I origonally started this project while working for an in-house AV company, mostly as a Power Distribution Technicain, Rigger and AV technician, in my speare time. It was only a basic script that ploted 3 graphs, made some HTML files with plotly and had to be run from the console.
This module cleans and prepares machine generated Power usage data from a Motion Labs PM-XXX generated csv file using NumPy, so the data can be used for data analysis and graphical representation.
Jupyter notebooks were used for its ability to take notes and analyze and plot the data with matplotlib or plotly.
The data by itself is usless without context, this is the starting block to prepair the data before it's ploted or inserted into a Database. You want to tell a story of how the service was used, use the data to make predictions for possible up sales.
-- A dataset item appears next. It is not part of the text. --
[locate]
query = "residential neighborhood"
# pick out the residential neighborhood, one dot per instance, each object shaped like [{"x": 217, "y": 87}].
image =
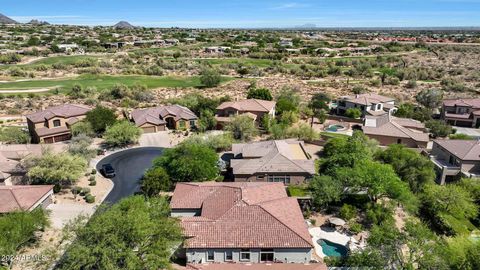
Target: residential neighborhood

Details for the local Data logging format and how to import into excel is discussed in the manual (pg 23, 8. Local Data Logging):
https://www.motionlabs.com/wp-content/uploads/PM-XXX-UM.pdf
Excel is slow with large datasets (45 x 7000), unless you have a good workstation. This python program (numpy) is much faster in my opinion. Jupyter Notebooks has been very helpful in developing this program and Spyder. The plots I made with excel in the past didn't look very large nor detailed. matplotlib does a good job marking larger plot images, plotly made some nice HTML/Js graphs with the ablity to zoom in and look at the data in ways you can't with excel or numbers
- numpy
- scipy
- matplotlib (plot test)
- jupyter-notebooks (optional)
Bellow is all the information about the columns in the log file and the tag names to access the data after it has been parsed. Many of the tags have been shortened from the origonal one. I have also added tags for plots that have multiple lines plotted.
{
'x': [1,2,3,4,5],
'stats': {
'min': 0.,
'max': 10.,
'median': 0.,
'mean': 0.,
'mode': [ 0, 1 ]
},
'plot': [ {
'dataset': [ 1.,5.6,7.4,6.,2. ],
'tag': "float test",
'color': 'red'
}],
}
import MLabsPy as m
file = './test/test.csv'
ML = m.MLabsPy(file)
# Ploting
p = ML.plotData('v208')
plot = m.Plot(x)
plot.go(p)
getCSVdata() returns an array if CSV data, for file writting or pandas. this data has been cleaned, so it can be easily imported in excel after making the CSV file. the first value is a time stamp,the rest are floats.
import MLabsPy as m
file = './test/test.csv'
ML = m.MLabsPy(file)
CSV = ML.getCSVdata('v208')
I have created a jupyter notebook for this class to help you see the ploting in action. all the access tags are listed there along with some more information about the data being logged.